B.H. Jones, administrator of the U.S. Department of Agriculture's Packers and Stockyards Administration in Washington, D.C., said the four biggest packing conglomerates in the United States killed an estimated 66 percent of the nation's steers and heifers last year.Speaking at the last day of the association's three-day annual convention at the Marriott Hotel, Jones said the nation's largest meat packers are beginning to contract ahead of time for beef and feed some of their own cattle for slaughter.

"This trend of concentrating the industry in a few companies could present some problems for cattlemen, but the nation's cattlemen seem divided so far on whether the trend is good or bad," Jones said.

There were more mergers of meat packers in 1987 than at any time in the history of the American cattle industry, he said. "The three top companies are now Con Agra, Omaha; Cargill, which controls the packing company Excel, in Kansas; and IBP, in Nebraska.

"A fourth company, National, in Liberty, Kan., is gaining strength and Beef America, in Nebraska and Iowa, is growing larger quickly," he said.

"Cattlemen haven't decided whether they want the government to step in and control the slaughter industry or control the size of the conglomerates that are taking over a larger and larger share of the slaughter process."

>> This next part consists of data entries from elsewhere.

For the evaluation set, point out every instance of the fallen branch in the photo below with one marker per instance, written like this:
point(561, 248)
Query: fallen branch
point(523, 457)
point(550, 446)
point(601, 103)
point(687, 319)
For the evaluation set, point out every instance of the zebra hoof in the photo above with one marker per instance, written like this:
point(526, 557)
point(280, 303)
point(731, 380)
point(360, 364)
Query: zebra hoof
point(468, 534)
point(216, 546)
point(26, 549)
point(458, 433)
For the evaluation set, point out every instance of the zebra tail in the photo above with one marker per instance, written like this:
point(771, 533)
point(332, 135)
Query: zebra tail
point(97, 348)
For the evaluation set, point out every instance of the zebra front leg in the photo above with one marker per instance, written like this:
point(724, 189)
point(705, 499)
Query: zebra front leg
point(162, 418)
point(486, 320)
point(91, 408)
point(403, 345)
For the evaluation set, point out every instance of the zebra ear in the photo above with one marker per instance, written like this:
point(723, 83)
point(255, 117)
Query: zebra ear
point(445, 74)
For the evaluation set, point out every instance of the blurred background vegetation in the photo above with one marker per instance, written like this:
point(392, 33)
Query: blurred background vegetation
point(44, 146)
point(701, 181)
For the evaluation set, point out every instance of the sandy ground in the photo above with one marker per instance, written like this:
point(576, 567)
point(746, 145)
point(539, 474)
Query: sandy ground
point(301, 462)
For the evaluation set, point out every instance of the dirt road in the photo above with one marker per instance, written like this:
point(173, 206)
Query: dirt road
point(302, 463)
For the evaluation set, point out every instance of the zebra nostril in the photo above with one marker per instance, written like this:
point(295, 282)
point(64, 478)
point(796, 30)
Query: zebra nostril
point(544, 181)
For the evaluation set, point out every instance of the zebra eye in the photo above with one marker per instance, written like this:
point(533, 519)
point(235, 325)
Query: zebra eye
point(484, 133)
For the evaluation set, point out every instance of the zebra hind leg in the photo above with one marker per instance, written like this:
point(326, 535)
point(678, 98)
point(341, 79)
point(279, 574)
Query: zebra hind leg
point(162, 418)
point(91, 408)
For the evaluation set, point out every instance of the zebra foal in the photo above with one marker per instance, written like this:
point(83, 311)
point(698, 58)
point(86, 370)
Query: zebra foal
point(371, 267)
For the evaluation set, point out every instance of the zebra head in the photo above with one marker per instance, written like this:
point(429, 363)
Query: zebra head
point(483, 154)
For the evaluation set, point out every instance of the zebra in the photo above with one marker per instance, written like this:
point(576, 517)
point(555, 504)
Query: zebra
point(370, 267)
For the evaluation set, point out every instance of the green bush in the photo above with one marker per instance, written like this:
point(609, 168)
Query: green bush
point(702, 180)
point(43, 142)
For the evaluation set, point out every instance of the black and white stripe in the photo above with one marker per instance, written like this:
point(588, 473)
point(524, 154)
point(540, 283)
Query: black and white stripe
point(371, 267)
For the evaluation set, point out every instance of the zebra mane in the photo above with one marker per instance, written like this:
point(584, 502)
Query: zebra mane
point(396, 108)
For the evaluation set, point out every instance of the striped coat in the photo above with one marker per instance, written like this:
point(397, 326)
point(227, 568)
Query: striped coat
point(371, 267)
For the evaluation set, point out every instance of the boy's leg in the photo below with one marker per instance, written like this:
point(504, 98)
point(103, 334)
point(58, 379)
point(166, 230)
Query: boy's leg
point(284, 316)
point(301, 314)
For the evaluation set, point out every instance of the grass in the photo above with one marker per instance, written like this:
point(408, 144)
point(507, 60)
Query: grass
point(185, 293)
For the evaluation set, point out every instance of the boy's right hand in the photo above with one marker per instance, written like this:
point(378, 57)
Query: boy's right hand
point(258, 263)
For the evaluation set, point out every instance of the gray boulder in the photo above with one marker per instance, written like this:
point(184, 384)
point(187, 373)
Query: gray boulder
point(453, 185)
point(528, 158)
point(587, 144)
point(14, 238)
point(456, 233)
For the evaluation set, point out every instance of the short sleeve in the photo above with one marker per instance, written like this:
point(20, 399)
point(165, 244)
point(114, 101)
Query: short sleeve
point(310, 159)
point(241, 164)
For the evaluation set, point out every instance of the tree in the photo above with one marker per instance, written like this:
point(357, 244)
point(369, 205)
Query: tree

Jones said another potential problem is foreign intrusion into the American beef industry. He said a huge Australian and New Zealand firm has purchased an Iowa beef company and also has large grain production interests in America.

"The Japanese are coming into the West Coast - California and the state of Washington - in a big way, producing beef here for sale in Japan. And the Canadians are coming into California and even the French are coming to the United States and getting into the hog industry.

"There are plenty of things for American cattle producers to worry about in the future," he told the Utah cattlemen.